People dance at this thing and they holler when the music gets really good and it doesn't really sweep the daily market-goers out, but rather brings more people—white people like myself, mostly—into the market. It truly believes in the idea that hey, maybe these Lexington newbies will return on other days. The most recent event (there have been three so far, I attended the past two) back in June featured DJ James Nasty mixing everything from club to Michael Jackson into an aggressively crowd-pleasing DJ set, while Lafayette Gilchrist and the New Volcanoes cranked out searching, jittery jazz that sounds like the music for a 25-minutes-straight blaxploitation-flick chase scene. While I listened, I had some duck BBQ over french fries, the work of Clementine and Dudley's, and it was fucking delicious.
That night felt a bit more genteel than the previous Light Up Lexington, back in March, which had a more political edge to it. There, Jahiti of Brown F.I.S.H. performed 'F.I.S.H. Bowl,' easily one of the top three best Baltimore-brewed songs of all time, and it seemed to address concerns that the evening's bougie occupiers would rather not consider. "We're living in a fish bowl," Jahiti howled, and I immediately thought of blue-light cameras which observe crimes but are not necessarily used to stop them. They do later pull the video out as evidence against criminals, and I thought of the cruise-missile-detecting blimp out in Middle River that you'll sometimes catch flying in the sky that pretty much everyone I know believes is also being used to spy on people.
March's Light Up Lexington also featured a DJ set from Abdu Ali that bounced between aggressive club music and soft R&B—a mixture that characterizes the jumbled mood of this city quite well. A highlight was when Ali played DJ Dizzy's remix of O.T. Genasis' 'CoCo,' which cuts that rap hit into a frenetic, loop of the line, "I got baking soda, baking soda, baking soda." Those lyrics boomed through the market and it was as if one of the guys there casually offering you some drugs when you're in line at, say, Italian Stallion on a regular day had a megaphone. It seemed as though Ali's set was kicking against the intentions of Light Up Lexington a little bit. I also had some biscuits and gravy prepared by Blue Moon Cafe and sold at one of the stands, though honestly, I can't remember which one because the foodie element of the event is less a collaboration between vendors and more like occupation by the non-Lexington Market restaurant but hey.
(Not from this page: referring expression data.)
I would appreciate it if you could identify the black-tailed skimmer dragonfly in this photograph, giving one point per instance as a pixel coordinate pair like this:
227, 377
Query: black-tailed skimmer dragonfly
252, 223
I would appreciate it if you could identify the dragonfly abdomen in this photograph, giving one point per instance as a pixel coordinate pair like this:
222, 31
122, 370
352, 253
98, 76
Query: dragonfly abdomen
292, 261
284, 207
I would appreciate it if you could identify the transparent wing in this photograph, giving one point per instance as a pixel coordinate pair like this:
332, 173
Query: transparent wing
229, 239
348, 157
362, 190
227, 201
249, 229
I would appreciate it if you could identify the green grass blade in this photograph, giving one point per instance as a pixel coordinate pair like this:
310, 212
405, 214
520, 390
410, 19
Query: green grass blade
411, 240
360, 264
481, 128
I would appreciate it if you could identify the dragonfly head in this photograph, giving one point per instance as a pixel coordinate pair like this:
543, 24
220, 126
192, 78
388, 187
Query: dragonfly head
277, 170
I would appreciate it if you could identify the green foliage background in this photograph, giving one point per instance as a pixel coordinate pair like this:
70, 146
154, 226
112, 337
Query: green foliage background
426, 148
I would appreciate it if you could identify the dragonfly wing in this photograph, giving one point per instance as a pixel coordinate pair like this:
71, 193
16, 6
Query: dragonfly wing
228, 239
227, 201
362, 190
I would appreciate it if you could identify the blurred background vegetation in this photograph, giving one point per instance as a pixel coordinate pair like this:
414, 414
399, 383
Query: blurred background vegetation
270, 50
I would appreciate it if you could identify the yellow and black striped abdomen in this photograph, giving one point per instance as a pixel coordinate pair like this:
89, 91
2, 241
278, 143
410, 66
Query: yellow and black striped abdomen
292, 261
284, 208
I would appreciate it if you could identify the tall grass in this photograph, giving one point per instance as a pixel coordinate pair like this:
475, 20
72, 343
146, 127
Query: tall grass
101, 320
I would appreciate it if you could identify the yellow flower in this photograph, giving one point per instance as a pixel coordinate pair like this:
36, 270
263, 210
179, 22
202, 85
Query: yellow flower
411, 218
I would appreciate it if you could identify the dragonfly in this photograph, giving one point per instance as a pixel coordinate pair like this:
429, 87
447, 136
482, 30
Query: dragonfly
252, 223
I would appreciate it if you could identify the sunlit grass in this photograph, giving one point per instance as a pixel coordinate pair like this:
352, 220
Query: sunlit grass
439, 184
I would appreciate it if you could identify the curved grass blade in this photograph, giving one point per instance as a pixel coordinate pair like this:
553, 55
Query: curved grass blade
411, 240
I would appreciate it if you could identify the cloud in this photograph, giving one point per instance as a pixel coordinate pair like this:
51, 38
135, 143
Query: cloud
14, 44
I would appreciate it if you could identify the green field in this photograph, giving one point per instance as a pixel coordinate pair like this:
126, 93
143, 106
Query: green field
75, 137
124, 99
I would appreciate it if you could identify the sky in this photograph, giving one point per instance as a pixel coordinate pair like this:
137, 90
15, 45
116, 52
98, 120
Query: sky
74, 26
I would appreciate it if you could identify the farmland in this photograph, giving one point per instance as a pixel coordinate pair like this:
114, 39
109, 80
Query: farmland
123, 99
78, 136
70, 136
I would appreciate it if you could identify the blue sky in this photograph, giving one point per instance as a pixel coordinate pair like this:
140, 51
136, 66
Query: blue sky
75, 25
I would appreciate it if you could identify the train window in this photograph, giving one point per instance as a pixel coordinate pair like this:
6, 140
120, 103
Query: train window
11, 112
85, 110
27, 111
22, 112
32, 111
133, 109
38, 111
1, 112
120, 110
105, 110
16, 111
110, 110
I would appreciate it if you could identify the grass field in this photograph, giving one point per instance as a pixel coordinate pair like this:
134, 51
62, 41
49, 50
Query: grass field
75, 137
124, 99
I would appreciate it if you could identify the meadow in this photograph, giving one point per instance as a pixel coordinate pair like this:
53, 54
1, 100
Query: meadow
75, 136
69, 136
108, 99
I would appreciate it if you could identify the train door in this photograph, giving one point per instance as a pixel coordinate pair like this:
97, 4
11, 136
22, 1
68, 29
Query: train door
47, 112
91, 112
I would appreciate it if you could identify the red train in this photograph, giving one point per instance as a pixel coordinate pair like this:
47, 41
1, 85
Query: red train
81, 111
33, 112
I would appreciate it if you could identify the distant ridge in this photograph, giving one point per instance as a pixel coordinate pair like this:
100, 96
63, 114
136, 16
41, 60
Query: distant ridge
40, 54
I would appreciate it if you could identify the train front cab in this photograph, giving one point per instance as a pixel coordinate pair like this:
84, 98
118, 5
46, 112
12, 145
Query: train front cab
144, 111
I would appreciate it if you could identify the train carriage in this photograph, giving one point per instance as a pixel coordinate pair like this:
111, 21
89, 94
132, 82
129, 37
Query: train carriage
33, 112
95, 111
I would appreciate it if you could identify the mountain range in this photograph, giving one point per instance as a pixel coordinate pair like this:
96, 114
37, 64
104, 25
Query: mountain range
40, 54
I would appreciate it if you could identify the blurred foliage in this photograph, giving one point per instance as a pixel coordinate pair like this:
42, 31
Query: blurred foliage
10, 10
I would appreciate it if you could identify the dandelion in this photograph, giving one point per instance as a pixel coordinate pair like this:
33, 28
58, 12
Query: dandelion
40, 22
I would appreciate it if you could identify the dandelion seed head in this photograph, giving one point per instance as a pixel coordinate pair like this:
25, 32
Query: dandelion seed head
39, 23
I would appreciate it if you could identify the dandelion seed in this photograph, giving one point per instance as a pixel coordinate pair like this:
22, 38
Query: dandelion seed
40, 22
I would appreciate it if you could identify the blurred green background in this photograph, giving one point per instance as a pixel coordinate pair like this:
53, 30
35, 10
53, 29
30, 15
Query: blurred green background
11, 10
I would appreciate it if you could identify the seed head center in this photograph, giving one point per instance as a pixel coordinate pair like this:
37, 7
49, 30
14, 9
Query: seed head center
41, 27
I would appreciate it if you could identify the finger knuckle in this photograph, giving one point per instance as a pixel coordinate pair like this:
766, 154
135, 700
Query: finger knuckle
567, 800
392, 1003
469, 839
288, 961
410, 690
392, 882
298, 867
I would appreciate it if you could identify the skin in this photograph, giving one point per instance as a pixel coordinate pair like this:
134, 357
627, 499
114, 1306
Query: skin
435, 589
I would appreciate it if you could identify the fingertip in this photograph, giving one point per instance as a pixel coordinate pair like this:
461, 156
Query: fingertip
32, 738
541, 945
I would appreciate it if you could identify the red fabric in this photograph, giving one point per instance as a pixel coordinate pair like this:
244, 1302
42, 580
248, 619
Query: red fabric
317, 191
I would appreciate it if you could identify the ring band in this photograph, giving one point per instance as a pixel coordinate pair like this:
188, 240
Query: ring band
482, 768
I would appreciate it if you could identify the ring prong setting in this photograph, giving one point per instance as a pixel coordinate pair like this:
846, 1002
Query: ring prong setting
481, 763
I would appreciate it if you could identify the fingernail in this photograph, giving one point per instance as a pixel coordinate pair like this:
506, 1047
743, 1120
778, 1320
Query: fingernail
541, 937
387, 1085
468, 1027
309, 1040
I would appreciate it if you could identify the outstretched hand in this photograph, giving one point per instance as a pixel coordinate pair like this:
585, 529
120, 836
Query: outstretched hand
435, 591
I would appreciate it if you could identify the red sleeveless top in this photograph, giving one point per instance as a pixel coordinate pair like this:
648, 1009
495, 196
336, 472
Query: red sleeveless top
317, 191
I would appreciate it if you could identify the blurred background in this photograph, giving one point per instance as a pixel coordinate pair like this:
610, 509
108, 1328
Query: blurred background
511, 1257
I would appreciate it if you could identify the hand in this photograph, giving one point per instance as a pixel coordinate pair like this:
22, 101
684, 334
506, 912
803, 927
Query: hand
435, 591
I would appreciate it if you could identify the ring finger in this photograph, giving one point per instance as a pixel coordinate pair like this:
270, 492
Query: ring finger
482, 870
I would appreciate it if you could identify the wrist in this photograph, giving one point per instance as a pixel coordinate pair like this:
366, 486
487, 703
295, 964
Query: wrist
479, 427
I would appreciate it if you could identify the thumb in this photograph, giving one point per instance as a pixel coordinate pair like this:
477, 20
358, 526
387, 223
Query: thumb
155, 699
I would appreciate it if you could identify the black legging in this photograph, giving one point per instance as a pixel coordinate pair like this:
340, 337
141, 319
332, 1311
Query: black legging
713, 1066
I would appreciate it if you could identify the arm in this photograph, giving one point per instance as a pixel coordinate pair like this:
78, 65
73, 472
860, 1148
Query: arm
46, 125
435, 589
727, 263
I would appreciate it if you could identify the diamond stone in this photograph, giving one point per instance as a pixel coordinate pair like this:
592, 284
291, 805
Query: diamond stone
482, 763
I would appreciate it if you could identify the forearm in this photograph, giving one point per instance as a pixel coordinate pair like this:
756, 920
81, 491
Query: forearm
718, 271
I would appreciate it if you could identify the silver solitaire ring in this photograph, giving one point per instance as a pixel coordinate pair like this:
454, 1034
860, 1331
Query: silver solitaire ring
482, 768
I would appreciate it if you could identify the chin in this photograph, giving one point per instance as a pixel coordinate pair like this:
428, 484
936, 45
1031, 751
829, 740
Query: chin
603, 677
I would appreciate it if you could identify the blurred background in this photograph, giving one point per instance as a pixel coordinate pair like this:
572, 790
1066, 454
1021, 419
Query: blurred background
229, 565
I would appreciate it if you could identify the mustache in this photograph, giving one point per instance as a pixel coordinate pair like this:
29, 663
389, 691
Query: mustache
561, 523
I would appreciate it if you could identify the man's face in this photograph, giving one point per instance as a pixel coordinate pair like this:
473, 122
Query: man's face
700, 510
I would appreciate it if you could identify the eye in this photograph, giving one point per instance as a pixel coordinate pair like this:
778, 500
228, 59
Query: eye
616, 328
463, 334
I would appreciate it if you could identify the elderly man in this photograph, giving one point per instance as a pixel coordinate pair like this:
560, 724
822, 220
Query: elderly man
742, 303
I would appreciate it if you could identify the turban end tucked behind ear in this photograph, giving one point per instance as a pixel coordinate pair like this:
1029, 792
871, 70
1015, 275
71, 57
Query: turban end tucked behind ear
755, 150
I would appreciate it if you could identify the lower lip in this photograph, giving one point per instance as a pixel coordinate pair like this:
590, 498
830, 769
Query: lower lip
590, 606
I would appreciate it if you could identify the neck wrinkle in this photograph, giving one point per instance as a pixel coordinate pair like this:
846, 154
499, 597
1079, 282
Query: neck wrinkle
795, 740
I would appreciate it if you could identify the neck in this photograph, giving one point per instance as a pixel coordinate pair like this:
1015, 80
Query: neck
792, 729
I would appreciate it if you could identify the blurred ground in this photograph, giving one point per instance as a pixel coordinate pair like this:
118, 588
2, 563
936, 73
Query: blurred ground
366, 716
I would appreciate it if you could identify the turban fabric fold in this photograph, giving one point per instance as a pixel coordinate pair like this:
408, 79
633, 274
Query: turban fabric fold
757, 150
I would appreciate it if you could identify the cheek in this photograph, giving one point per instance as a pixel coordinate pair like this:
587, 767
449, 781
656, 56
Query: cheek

Anything that seeks a compromise between the so-called two Baltimores, which Light Up Lexington does, is the beginning of the end. This city relies on its white people and they (we) cannot be trusted to hold up their (our) end of the bargain, as years of colonization and racism and culture pilfering should prove. Soon, things will change. Jahiti and Ali and James Nasty and Lafayette Gilchrist won't be the acts, safer ones will. And soon enough, it won't be enough for more cuddly musicians to perform there, they'll make the guy in the "FUCK THE WORLD" hat feel unwelcome and that'll bring in more of the "right" kind of people: the kinds of whites that would never come to the market unless it is, inarguably, their market and their market alone.
Black Baltimore only gets to keep the things that White Baltimore doesn't want. It seems like White Baltimore wants the market.